M. Gollnisch, collaborateur de longue date de Jean-Marie Le Pen, a indiqué qu'il avait refusé le poste de premier vice-président, préférant laisser les «coudées franches» à une nouvelle équipe.

La veille, les deux candidats ont écouté avec émotion le discours du président sortant du Front national, qui a repris ses thèmes populistes de prédilection dans un discours fustigeant «la déchéance» de la France.

Jean-Marie Le Pen a affirmé que sa formation avait fait l'objet par le passé d'une «véritable persécution judiciaire et médiatique orchestrée par la police de la pensée».

Le fondateur du Front national, âgé de 82 ans, a multiplié les controverses au fil des ans et s'est souvent retrouvé devant les tribunaux pour des déclarations racistes ou antisémites.

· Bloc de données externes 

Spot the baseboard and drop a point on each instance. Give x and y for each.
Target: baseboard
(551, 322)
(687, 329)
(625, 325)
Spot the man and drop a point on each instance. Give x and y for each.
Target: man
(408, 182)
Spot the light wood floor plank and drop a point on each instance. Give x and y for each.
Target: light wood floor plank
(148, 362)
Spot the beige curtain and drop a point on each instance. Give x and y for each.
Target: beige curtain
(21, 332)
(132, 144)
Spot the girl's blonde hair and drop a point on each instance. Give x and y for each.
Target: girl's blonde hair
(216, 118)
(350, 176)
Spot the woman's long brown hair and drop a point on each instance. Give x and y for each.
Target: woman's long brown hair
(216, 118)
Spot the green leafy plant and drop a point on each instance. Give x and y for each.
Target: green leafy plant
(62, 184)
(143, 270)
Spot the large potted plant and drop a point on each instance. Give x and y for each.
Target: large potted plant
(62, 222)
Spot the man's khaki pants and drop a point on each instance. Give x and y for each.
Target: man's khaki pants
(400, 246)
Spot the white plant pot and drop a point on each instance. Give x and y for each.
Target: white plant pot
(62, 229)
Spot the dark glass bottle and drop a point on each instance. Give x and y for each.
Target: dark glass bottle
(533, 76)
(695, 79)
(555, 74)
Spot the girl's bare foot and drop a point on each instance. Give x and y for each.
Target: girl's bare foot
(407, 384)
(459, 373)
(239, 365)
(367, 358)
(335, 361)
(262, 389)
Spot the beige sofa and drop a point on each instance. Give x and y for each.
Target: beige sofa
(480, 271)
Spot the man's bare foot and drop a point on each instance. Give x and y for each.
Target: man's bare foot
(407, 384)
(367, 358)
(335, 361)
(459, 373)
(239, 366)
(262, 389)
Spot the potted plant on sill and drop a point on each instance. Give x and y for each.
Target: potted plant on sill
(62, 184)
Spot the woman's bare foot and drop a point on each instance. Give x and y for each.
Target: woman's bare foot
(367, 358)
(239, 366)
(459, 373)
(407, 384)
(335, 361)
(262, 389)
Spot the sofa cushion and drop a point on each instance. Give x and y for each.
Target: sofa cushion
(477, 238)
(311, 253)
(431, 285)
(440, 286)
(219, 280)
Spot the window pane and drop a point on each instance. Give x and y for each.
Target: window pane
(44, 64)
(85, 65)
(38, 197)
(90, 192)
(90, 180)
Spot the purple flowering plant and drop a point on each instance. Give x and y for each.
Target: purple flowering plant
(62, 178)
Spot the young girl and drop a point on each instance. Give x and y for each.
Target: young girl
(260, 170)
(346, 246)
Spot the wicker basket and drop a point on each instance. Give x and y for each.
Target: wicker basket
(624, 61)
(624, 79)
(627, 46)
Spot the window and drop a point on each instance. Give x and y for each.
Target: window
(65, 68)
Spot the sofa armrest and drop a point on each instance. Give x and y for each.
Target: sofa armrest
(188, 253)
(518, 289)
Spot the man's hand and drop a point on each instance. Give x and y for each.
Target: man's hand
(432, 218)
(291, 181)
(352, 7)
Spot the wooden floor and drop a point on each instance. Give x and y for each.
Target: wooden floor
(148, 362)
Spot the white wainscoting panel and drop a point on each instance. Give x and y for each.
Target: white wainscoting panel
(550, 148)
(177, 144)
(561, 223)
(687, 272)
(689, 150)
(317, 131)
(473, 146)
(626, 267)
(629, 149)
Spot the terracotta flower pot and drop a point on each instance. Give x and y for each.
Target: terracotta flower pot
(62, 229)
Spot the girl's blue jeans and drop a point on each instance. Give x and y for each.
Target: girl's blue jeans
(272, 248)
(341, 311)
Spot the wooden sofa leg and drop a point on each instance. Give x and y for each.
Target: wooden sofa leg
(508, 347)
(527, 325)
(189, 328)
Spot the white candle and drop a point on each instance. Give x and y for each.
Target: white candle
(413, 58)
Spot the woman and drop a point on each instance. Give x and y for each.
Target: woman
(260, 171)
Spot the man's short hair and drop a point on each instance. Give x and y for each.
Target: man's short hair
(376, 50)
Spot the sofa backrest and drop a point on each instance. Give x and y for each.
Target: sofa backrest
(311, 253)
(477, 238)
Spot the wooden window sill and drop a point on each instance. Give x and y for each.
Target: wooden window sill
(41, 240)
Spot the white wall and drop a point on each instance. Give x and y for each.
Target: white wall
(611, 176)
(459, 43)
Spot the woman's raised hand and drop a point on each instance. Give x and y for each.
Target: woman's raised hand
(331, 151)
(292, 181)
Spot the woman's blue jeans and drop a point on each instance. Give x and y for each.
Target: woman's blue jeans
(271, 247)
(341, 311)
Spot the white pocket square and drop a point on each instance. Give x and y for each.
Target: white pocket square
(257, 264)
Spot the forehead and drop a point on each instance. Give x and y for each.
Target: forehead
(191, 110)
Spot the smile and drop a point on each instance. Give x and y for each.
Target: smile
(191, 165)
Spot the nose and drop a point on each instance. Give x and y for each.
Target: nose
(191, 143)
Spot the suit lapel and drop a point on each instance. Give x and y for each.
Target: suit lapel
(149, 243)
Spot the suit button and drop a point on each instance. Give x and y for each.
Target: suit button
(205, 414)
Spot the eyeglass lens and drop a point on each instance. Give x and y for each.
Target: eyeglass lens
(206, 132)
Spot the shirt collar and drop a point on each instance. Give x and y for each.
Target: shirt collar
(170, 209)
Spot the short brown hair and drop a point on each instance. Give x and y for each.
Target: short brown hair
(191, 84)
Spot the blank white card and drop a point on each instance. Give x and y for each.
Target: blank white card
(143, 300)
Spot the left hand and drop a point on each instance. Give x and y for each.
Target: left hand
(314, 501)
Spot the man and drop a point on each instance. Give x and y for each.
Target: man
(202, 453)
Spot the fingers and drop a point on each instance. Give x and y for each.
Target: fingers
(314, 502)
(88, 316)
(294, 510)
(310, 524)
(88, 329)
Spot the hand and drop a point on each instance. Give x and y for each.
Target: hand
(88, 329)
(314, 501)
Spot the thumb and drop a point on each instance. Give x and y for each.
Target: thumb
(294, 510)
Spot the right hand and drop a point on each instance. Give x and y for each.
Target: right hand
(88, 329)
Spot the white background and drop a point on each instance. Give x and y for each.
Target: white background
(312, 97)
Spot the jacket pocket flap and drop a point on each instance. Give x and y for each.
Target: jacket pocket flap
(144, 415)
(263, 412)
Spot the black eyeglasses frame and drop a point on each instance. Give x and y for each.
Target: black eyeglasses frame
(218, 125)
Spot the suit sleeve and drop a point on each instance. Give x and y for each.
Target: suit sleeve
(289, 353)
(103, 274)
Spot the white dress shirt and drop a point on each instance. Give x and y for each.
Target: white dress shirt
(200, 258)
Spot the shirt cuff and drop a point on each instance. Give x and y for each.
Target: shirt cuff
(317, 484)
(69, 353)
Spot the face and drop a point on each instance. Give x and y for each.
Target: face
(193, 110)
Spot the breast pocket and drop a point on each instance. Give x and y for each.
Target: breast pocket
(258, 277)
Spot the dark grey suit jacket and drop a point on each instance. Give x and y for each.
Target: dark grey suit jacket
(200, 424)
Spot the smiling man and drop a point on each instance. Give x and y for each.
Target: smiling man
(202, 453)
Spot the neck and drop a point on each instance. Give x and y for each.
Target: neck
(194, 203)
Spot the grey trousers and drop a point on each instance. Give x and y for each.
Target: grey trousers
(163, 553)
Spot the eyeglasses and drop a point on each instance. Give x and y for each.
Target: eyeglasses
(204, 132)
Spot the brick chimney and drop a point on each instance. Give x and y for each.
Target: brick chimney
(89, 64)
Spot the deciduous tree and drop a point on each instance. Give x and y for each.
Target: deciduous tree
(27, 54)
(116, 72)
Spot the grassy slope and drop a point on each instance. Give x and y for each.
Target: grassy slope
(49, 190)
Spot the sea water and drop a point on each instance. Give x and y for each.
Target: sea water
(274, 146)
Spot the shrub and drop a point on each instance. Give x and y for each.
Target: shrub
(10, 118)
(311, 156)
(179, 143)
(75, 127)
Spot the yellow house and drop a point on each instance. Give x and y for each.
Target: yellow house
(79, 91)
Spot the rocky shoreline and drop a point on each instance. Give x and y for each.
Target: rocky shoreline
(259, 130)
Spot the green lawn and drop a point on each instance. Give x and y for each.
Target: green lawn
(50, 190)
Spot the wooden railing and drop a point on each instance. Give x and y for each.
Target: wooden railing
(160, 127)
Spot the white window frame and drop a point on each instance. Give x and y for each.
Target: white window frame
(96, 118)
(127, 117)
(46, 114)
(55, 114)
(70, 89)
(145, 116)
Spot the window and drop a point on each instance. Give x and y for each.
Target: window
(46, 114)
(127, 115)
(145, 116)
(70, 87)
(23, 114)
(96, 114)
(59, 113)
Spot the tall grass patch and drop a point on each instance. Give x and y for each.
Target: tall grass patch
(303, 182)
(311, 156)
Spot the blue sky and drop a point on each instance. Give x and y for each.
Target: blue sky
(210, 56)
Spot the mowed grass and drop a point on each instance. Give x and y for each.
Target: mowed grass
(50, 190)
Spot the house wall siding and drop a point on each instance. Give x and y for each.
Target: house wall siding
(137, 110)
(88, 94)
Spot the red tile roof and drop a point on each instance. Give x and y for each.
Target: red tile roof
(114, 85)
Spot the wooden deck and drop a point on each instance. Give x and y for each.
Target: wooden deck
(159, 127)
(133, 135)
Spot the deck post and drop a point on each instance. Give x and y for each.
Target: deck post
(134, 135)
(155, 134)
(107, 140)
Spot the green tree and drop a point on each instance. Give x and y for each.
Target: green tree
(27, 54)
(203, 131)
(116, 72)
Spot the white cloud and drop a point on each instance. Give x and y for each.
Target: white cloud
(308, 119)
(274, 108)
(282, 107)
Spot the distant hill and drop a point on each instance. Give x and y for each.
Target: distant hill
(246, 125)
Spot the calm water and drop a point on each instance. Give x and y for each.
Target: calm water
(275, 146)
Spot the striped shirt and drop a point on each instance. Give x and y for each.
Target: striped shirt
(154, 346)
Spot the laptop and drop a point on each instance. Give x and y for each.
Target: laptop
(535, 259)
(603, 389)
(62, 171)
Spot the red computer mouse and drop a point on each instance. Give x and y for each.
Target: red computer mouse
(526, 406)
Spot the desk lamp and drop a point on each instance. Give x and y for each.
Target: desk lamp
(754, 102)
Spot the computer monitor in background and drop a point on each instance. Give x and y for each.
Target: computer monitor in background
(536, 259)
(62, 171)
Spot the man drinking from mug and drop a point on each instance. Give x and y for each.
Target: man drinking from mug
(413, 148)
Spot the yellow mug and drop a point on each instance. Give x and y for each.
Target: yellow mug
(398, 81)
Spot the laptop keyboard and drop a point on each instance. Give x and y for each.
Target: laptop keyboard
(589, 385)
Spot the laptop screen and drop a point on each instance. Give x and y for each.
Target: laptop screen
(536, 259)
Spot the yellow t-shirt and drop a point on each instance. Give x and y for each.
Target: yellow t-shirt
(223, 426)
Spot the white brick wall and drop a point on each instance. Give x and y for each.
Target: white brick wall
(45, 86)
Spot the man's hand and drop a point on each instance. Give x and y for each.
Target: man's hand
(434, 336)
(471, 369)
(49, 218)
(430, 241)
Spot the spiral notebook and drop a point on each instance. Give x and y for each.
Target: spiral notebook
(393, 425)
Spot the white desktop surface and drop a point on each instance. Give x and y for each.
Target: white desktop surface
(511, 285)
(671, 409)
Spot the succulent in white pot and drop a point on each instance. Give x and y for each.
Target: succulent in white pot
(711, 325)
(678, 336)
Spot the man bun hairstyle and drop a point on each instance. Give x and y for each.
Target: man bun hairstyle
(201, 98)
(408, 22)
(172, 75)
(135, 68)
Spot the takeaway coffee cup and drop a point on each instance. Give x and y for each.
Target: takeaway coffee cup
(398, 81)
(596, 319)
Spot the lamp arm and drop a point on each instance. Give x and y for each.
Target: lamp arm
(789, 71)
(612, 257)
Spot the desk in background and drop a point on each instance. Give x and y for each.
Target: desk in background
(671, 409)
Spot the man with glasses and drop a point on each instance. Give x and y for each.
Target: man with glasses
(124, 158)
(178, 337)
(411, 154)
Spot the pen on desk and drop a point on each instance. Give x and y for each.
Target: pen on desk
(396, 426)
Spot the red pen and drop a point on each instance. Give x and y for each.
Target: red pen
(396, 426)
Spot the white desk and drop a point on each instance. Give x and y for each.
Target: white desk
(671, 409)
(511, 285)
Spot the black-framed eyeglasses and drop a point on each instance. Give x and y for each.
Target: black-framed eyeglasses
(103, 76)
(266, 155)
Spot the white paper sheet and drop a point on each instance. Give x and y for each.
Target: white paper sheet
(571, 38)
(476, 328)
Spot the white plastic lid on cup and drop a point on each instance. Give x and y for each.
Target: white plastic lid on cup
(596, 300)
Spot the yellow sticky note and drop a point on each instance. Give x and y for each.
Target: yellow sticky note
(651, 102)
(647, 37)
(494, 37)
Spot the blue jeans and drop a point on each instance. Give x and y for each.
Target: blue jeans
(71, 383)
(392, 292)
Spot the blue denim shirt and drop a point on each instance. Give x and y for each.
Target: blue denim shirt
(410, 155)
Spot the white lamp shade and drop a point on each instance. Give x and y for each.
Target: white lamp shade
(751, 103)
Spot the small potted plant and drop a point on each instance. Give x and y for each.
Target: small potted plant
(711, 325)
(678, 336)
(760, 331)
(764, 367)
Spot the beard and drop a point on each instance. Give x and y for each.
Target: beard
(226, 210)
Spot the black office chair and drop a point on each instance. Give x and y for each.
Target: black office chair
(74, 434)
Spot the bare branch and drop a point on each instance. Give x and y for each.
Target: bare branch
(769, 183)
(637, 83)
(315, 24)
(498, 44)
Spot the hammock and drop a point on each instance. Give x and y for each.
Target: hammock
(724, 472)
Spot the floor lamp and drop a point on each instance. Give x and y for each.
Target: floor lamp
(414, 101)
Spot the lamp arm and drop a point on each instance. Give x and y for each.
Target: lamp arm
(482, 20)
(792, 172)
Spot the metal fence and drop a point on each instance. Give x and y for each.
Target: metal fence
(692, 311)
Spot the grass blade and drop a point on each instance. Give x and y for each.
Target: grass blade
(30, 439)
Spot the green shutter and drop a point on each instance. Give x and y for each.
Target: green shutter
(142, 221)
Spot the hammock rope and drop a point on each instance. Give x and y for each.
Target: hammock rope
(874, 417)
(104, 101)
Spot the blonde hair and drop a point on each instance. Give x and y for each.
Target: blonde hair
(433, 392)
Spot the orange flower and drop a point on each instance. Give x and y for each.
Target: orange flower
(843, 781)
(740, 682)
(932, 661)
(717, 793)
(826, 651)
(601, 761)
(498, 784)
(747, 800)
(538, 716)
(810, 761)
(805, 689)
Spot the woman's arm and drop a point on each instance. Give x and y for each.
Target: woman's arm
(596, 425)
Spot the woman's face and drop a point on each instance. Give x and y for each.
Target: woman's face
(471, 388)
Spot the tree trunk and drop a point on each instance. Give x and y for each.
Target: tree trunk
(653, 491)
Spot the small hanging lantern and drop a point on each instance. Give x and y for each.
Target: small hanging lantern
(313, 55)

Il a connu son moment de gloire en 2002 en arrivant second au premier tour de l'élection présidentielle. Le candidat de la droite traditionnelle, Jacques Chirac, l'avait écrasé au second tour.

La formation avait fortement chuté en 2007 après que le futur gagnant du scrutin présidentiel, Nicolas Sarkozy, eut ouvertement courtisé les électeurs de l'extrême droite par un discours musclé sur l'immigration. Elle a rebondi aux élections régionales de 2010, profitant du climat de morosité qui règne dans le pays et de la désaffection envers le chef d'État.

Marine Le Pen, qui est souvent invitée par les médias du pays, évite généralement les déclarations à l'emporte-pièce associées à son père. Elle n'en martèle pas moins les mêmes thèmes.

Selon un récent sondage, elle remporterait près de 18% des voix au premier tour de l'élection présidentielle, prévue en 2012. Ses idées sont notamment appréciées par une fraction croissante des membres de l'UMP, parti du président Sarkozy.

Vives réactions

La victoire de la benjamine de Jean-Marie Le Pen a suscité une mise en garde immédiate de l'UMP. «C'est toujours la même extrême droite, toujours le même Front national», a déclaré le ministre du Travail, Xavier Bertrand.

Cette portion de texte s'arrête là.